1966年に起きた一家4人の殺人事件で死刑が確定し、半世紀以上無実を訴え続けているカトリック信者の袴田巌(はかまだ・いわお)さん(84)について、最高裁は22日、再審開始を認めないとする東京高裁の決定を取り消し、高裁に審理を差し戻した。国内メディアが23日、一斉に報じた。
事件をめぐっては静岡地裁が14年、袴田さんが当時勤めていたみそ製造会社のみそのタンクの中から発見された袴田さんのものとされる犯行時の衣類について、衣類に残っていた血痕が、弁護側のDNA型鑑定の結果、袴田さんや被害者のものと一致しないことが分かったとし、新証拠として認定。衣類が事件の1年2カ月後に発見されたこともあり、捏造(ねつぞう)の可能性もあると示唆し、再審開始を決定した。同時に、刑執行と拘置の停止を命じ、袴田さんは逮捕から約48年ぶりに釈放された。
しかし、検察はこれを不服として即時拮抗。東京高裁は、新証拠とされたDNA型鑑定の結果の検証を、検察側推薦の鈴木広一・大阪医科大学教授に依頼。鈴木氏は、弁護側の本田克也・筑波大学教授が行った鑑定手法を否定する報告書を提出した。これを受け、東京高裁は18年、「鑑定結果を信用できるとした判断は不合理」とし、再審開始を認めない決定をした。
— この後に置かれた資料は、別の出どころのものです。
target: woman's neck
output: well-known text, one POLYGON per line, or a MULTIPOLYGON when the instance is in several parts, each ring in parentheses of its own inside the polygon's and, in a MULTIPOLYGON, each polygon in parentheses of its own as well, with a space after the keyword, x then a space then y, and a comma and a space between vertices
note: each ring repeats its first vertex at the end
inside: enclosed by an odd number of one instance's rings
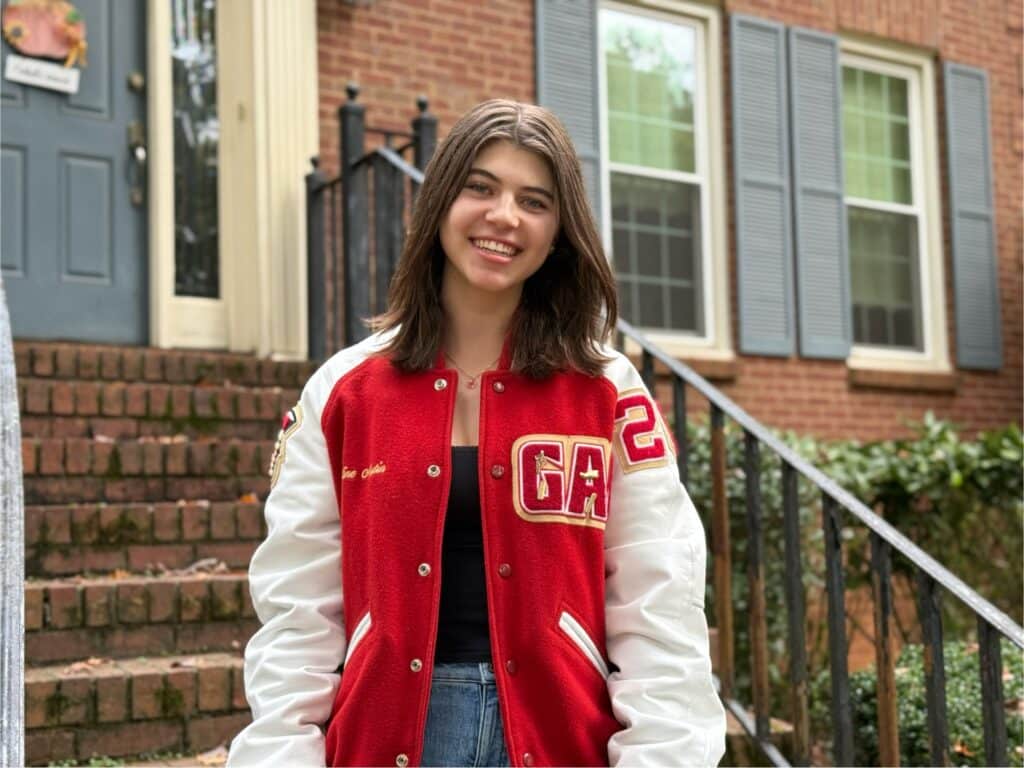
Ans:
POLYGON ((462 291, 449 283, 441 288, 445 313, 445 353, 471 373, 490 367, 501 355, 519 293, 462 291))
弁護側は、これを不服として最高裁に特別抗告。NHKの報道によると、最高裁はDNA型鑑定については、「衣類は40年以上、多くの人に触れられる機会があり、血液のDNAが残っていたとしても極めて微量で、性質が変化したり、劣化したりしている可能性が高い」とし、鑑定は非常に困難な状況で新証拠としては認められないとした。しかし、衣類に付着した血痕の色の変化に関しては、「1年余りみそに漬け込まれた血痕に赤みが残る可能性があるのか、化学反応の影響に関する専門的な知見に基づいて審理が尽くされていない」とし、高裁に審理を差し戻した。
一方、今回の最高裁の決定は3対2で意見が分かれた。NHKによると、再審を求める特別抗告で裁判官の意見が分かれるのは異例だという。反対した裁判官2人は、再審開始を求める反対意見で、技術の進展があり、DNA型鑑定の信用性を否定すべきでないと主張。また、みそのタンクの中から見つかった衣類の血痕については、再現実験において1カ月で赤みが消失しているとし、衣類が犯行直後ではなく、発見直前に第三者によって隠された可能性があるとし、再審開始を認めるべきだと主張した。
袴田さんに対する刑執行と拘置の停止は、東京高裁も認めており、今回の最高裁の決定でも維持されるため、袴田さんは引き続き釈放の身となる。
1936年、静岡県雄踏町(現浜松市)に生まれた袴田さんは59年に上京し、プロボクサーとして活躍した。その後、同県清水市(現静岡市清水区)のみそ製造会社に勤務。66年6月30日未明に、同社専務の男性方から出火し、男性を含む家族4人が亡くなる事件が発生した。袴田さんは同年8月に容疑者として逮捕され、連日長時間の取り調べを受けて「自白」。公判では無罪を主張したが、80年に最高裁で死刑が確定した。
84年のクリスマスイブに、獄中で教誨師の故・志村辰弥神父から受洗。獄中では聖書を読んでは祈っていたという。92年には、獄中で書きつづった身の潔白と再審を願う祈り、家族への思いなどが支援団体の編集でまとめられ『主よ、いつまでですか』(新教出版社)として出版されている。昨年11月にローマ教皇フランシスコが来日した際には、東京ドームで行われたミサに招待され出席していた。